Deutsche im oberen Mittelfeld

Die deutschen Jugendlichen im Alter von 15 Jahren reihten sich in den Fächern wie Mathematik, Naturwissenschaften und Lese und Verständnis  im oberen Mittelfeld der getesteten Industriestaaten ein. Zudem ist die Zahl der leistungsschwachen Schüler in Deutschland leicht zurückgegangen.

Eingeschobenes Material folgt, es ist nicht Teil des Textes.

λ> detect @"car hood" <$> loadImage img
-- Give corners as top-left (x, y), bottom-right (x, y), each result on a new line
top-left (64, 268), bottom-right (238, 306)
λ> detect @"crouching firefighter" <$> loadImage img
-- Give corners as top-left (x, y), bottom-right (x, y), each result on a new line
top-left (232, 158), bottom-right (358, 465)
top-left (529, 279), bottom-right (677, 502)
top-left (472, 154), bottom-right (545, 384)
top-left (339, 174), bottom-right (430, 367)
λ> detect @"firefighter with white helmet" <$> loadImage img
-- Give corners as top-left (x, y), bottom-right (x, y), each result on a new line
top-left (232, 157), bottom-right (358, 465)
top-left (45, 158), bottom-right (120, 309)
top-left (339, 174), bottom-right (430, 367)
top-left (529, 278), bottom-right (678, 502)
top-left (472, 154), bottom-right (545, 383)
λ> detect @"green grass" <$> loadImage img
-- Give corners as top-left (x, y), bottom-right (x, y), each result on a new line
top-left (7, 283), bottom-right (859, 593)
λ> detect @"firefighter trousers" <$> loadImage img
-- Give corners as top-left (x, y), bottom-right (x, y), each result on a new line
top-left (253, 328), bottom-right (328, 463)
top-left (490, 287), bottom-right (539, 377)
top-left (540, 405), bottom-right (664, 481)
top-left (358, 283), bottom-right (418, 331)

In Mathe und Naturwissenschaften über dem Durchschnitt

Die deutschen Schüler liegen in Mathematik 20 Punkte über dem Schnitt der anderen Pisa-Teilnehmerländer. Dies ist ungefähr gleichzusetzten mit einem halben Schuljahr. Ähnliches gilt für die Naturwissenschaften. In Mathe sind die in Deutschland getesteten Jungen meist stärker als die Mädchen. Der Vorsprung der Jungen hat sich im Vergleich zu früheren Pisa-Tests sogar noch vergrößert.

Die Studie zeigte zudem auf, dass trotz des Versuchs eines einheitlichen Bildungssystems, Kinder aus sozialschwachen Familien sowie Kinder mit Migrationshintergrund den gleichaltrigen Mitschülern hinterherhinken. Ihr Kenntnisrückstand beläuft sich fast auf zwei Schuljahre.

An der Spitze sind erneut die Asiaten

An der Spitze der Pisa-Studie sind erneut die Schüler aus den asiatischen Regionen wie Shanghai, Singapur, Hongkong und Taipeh. Im Vergleich zu ihren Gleichaltrigen in Deutschland, sind sie in Mathematik rund zwei bis drei Jahre voraus. Aber auch unsere Nachbarländer die Schweiz und die Niederlande schneiden in Mathematik äußerst gut ab und etablieren sich unter den zehn Erstplatzierten.